Marico's domestic business was a key contributor to its quarterly performance, delivering high-single-digit underlying volume growth. This marks a sequential improvement and highlights the company's resilience in the Indian market. Demand trends remained stable, with the company expecting a gradual improvement in overall consumption in the coming months. Factors such as lower GST rates, minimum support price (MSP) hikes for crops, and a healthy sowing season are anticipated to bolster consumer spending.
The performance across Marico's brand portfolio in India was varied. The flagship Parachute coconut oil brand demonstrated resilience despite facing elevated input costs and subsequent pricing actions. While it recorded a marginal volume decline, volumes turned positive after adjusting for pack size reductions, which were implemented as an alternative to direct price hikes.
Value Added Hair Oils emerged as a strong performer, posting growth in the twenties. This sustained traction reinforces the strength of the franchise. Marico expects to maintain double-digit growth in this segment, supported by a focus on mid and premium products, expanded direct reach via its Project SETU initiative, and recent GST rate rationalizations. In contrast, Saffola Oils had a muted quarter as the effects of previous pricing actions anniversarised. The Foods portfolio also had a benign quarter but is projected to return to accelerated growth over the next two quarters.

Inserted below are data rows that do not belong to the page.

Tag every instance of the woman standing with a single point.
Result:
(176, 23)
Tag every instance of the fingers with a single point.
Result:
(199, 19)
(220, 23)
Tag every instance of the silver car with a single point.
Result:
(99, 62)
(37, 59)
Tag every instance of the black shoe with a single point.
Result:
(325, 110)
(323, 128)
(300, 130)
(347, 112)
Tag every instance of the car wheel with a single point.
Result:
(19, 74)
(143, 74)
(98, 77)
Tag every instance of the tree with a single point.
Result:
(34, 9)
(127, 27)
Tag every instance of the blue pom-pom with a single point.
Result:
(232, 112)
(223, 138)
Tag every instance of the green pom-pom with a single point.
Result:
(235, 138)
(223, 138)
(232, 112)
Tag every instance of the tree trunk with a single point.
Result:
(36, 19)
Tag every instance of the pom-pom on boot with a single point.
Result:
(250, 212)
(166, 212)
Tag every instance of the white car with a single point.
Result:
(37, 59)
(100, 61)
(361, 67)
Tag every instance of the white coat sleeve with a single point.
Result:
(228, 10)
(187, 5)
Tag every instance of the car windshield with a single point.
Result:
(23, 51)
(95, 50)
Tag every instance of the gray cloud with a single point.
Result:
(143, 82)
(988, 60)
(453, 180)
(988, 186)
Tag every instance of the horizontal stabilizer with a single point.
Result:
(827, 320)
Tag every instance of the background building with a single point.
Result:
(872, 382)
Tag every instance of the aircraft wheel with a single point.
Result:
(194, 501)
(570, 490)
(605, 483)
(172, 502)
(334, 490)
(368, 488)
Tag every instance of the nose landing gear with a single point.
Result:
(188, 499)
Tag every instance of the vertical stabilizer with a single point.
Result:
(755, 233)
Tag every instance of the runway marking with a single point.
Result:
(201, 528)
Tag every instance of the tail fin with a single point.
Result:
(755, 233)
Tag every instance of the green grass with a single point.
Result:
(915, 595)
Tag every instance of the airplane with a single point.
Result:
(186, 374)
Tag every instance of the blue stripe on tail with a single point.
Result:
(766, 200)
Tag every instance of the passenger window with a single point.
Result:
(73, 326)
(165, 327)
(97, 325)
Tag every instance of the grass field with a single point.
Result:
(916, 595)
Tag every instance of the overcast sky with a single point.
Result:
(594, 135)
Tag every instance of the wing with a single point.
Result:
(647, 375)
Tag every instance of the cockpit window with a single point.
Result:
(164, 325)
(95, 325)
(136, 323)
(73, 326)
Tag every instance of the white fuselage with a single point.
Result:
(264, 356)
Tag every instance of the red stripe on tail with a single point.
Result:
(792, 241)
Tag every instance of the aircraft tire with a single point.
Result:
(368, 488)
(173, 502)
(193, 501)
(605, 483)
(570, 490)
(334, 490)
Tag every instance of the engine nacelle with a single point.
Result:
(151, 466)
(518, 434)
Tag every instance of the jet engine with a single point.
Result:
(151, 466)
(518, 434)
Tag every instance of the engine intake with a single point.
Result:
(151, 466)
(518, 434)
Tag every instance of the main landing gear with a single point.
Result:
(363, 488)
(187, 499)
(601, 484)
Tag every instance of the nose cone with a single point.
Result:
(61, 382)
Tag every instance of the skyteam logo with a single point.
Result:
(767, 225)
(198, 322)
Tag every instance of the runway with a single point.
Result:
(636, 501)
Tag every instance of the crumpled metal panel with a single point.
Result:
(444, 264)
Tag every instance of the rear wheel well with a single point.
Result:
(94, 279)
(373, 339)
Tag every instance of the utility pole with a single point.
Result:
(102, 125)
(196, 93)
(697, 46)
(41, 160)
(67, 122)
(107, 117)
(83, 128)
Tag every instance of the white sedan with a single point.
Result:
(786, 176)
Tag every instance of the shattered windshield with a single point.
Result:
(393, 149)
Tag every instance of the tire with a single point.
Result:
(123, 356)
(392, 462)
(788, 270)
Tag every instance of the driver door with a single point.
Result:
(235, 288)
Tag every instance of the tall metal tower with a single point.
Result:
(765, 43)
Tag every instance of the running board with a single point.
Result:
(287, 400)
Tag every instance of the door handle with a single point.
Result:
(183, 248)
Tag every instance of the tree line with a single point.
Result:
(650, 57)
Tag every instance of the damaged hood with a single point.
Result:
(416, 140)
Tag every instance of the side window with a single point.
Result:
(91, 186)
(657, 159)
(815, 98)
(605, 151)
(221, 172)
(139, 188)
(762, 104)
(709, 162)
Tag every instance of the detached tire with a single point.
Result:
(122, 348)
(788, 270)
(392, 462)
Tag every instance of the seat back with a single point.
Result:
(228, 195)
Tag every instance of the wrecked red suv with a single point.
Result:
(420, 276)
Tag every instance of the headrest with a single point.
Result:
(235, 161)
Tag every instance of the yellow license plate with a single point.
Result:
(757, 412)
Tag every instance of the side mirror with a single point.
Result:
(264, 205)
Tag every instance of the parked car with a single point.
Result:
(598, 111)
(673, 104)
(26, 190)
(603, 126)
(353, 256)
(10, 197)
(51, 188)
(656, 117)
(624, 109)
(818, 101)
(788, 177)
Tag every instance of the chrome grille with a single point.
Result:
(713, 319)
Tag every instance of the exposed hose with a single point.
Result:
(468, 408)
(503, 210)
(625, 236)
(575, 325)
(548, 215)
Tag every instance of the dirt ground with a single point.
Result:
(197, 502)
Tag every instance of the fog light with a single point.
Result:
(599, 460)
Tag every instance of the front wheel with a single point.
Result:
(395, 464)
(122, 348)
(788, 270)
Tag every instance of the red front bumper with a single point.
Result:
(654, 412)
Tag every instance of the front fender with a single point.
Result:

Marico's international operations continued to be a significant growth engine, recording constant-currency growth in the early twenties. The performance was broad-based, with the Bangladesh business leading the charge. Other key markets, including Vietnam and South Africa, returned to double-digit growth following the implementation of targeted strategic initiatives. This robust international performance underscores the success of Marico's global diversification strategy.
On the cost front, Marico noted a significant correction in copra prices, which have fallen by approximately 30% from their recent highs. The company expects this downward trend to continue in the coming months, driven by the upcoming flush season. While vegetable oil prices remained elevated, crude oil derivatives were benign, providing some cost relief.
As a result of these trends, Marico anticipates a sequential improvement in its gross margins, which had bottomed out in the previous quarter. Further margin expansion is likely as the benefits of lower copra costs are passed through with a lag. This improved cost structure provides a solid foundation for profitability.
Despite the cost pressures, Marico continued to invest in brand building to strengthen the long-term equity of its franchises and support its portfolio diversification efforts. Against this backdrop, the company expects its operating profit growth to reach double digits on a year-on-year basis for Q3 FY26.
Looking ahead, Marico remains optimistic about its growth trajectory. The combination of steady domestic demand, strong international performance, and improving margins positions the company to achieve its full-year aspirations. The company reiterated its medium-term goal of delivering sustainable and profitable volume-led growth by strengthening its core brands and scaling new growth engines. Ahead of the announcement, shares of Marico Ltd closed at ₹758 on the NSE.